WASHINGTON _ Four days before the 2004 election, the Justice Department’s civil rights chief sent an unusual letter to a federal judge in Ohio who was weighing whether to let Republicans challenge the credentials of 23,000 mostly African-American voters. The case was triggered by allegations that Republicans had sent a mass mailing to mostly Democratic-leaning minorities and used undeliverable letters to compile a list of voters potentially vulnerable to eligibility challenges.
In his letter to U.S. District Judge Susan Dlott of Cincinnati, Assistant Attorney General Alex Acosta argued that it would "undermine" the enforcement of state and federal election laws if citizens could not challenge voters’ credentials. Former Justice Department civil rights officials and election watchdog groups charge that his letter sided with Republicans engaging in an illegal, racially motivated tactic known as "vote-caging" in a state that would be pivotal in delivering President Bush a second term in the White House.

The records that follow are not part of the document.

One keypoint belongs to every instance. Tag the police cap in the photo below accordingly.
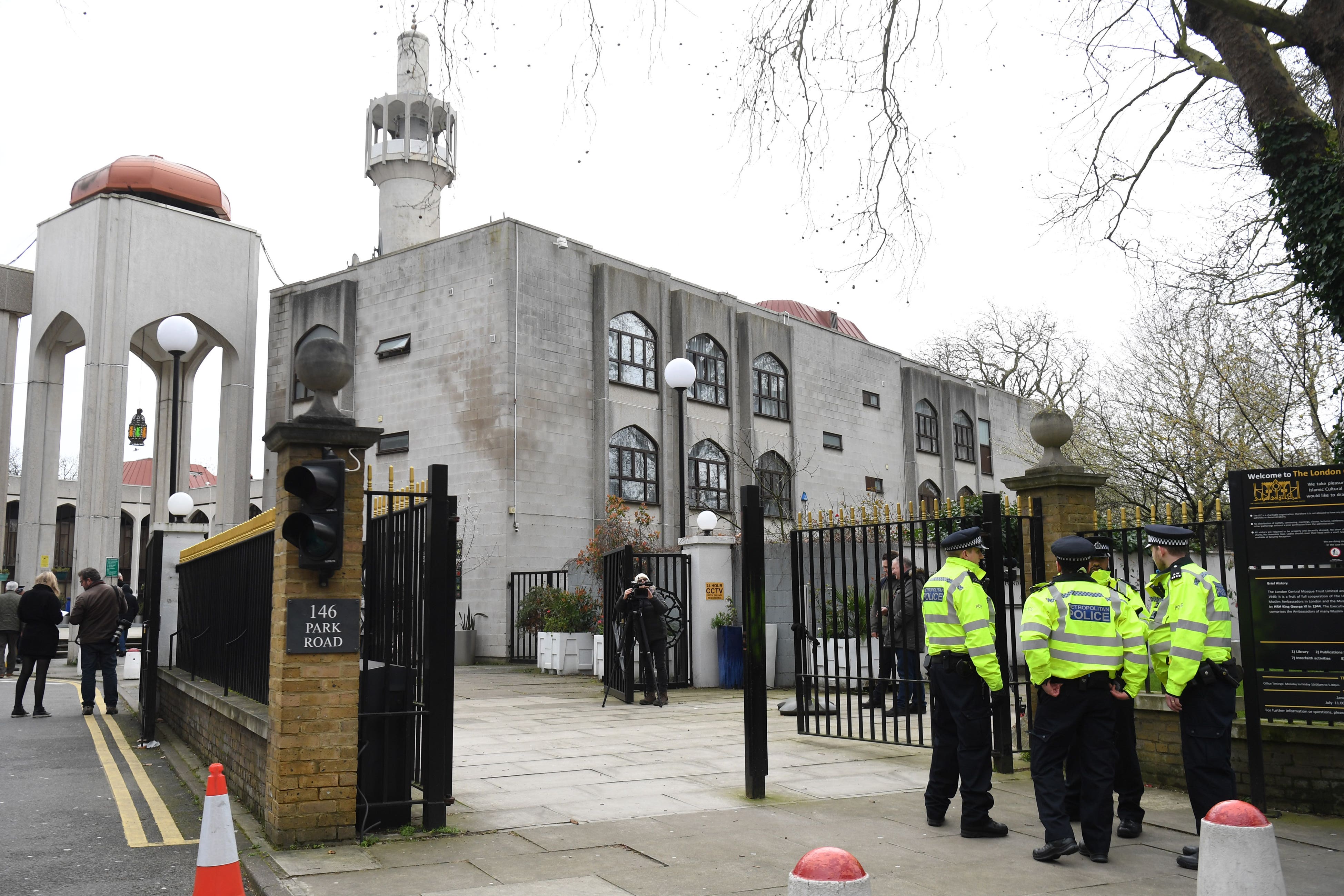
(1073, 550)
(1168, 537)
(963, 540)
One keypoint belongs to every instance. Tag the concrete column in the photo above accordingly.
(312, 753)
(178, 538)
(711, 562)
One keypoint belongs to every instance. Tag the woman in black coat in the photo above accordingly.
(39, 612)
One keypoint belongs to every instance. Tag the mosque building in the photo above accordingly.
(533, 366)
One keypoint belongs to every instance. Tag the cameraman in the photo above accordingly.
(644, 613)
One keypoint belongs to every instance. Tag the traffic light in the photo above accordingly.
(318, 527)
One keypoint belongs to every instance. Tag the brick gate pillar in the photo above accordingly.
(312, 751)
(1065, 492)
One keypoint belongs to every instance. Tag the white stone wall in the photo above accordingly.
(488, 351)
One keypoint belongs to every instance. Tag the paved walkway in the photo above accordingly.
(558, 796)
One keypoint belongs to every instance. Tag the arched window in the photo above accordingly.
(709, 476)
(631, 352)
(318, 332)
(926, 428)
(929, 495)
(769, 387)
(632, 467)
(711, 370)
(776, 481)
(963, 437)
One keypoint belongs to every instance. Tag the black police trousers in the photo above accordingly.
(1206, 745)
(1089, 719)
(1129, 777)
(960, 745)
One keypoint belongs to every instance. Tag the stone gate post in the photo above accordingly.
(1065, 492)
(313, 745)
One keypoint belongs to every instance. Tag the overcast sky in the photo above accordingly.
(269, 99)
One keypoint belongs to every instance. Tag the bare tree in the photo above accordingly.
(1029, 355)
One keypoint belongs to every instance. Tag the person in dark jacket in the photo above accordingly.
(644, 612)
(99, 613)
(39, 610)
(127, 621)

Acosta’s letter is among a host of allegedly partisan Justice Department voting rights positions that could draw scrutiny on Capitol Hill in the coming weeks as congressional Democrats expand investigations sparked by the firing of at least nine U.S. attorneys.
Acosta, now the U.S. attorney in Miami, said in a statement that his letter was aimed at advising the court that a new Ohio law allowing challenges was "permissible," so long as no challenge was based on race. He said it also was intended to make clear that anyone whose eligibility was questioned had a right to file a provisional ballot. Justice Department spokeswoman Cynthia Magnuson said that the Civil Rights Division "does not coordinate actions with any political party" and that any such suggestion would be "entirely unfounded."
But Robert Kengle, former deputy chief of the department’s Voting Rights Section who served under Acosta, said the letter amounted to "cheerleading for the Republican defendants." "It was doubly outrageous," he said, "because the allegation in the litigation was that these were overwhelmingly African-American voters that were on the challenge list."
Joseph Rich, a former chief of the department's Voting Rights Section, called the Ohio scheme "vote caging." Acosta declined during the weekend to say whether Hans von Spakovsky, the division’s voting counsel at the time, had any role in writing the letter.
edited to make paragraphs for clarity. Paragraphs are mine.